ECI must be filed within three months of your company’s financial year-end, unless you qualify for the filing waiver. If you change your financial year-end, the deadline shifts with it, and IRAS may apportion the period across two Years of Assessment, so notify IRAS through myTax Portal before any change.
Who is exempt from filing ECI?
A company is exempt if its annual revenue is S$5 million or below and its ECI is nil; both must be true. Here, revenue means your main trading income, not separate items such as interest, dividends, or rentals. The nil test is also measured before any startup or partial exemption.

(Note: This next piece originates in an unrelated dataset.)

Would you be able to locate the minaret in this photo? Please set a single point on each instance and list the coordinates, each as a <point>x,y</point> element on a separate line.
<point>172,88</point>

What happens if I miss the ECI deadline?
IRAS can issue an estimated Notice of Assessment based on your past years’ income or other data it holds, which is often higher than your real liability. You pay within one month and lose the instalment option. You may object within two months, but payment is still due while the objection is reviewed.
Is ECI the same as Form C-S?
No. ECI is an early estimate of taxable income filed within three months of your year-end; Form C-S, Form C-S (Lite), or Form C is the final corporate tax return due by 30 November. ECI is usually prepared from management accounts, and you don’t need audited accounts to file it.
Can I pay my ECI tax in instalments?
Yes, but only Singapore-registered companies on a GIRO arrangement can pay by instalments. The number of instalments you get depends on how early you file: the earlier the submission, the more instalments are offered, which is why filing soon after your year-end helps your cash flow.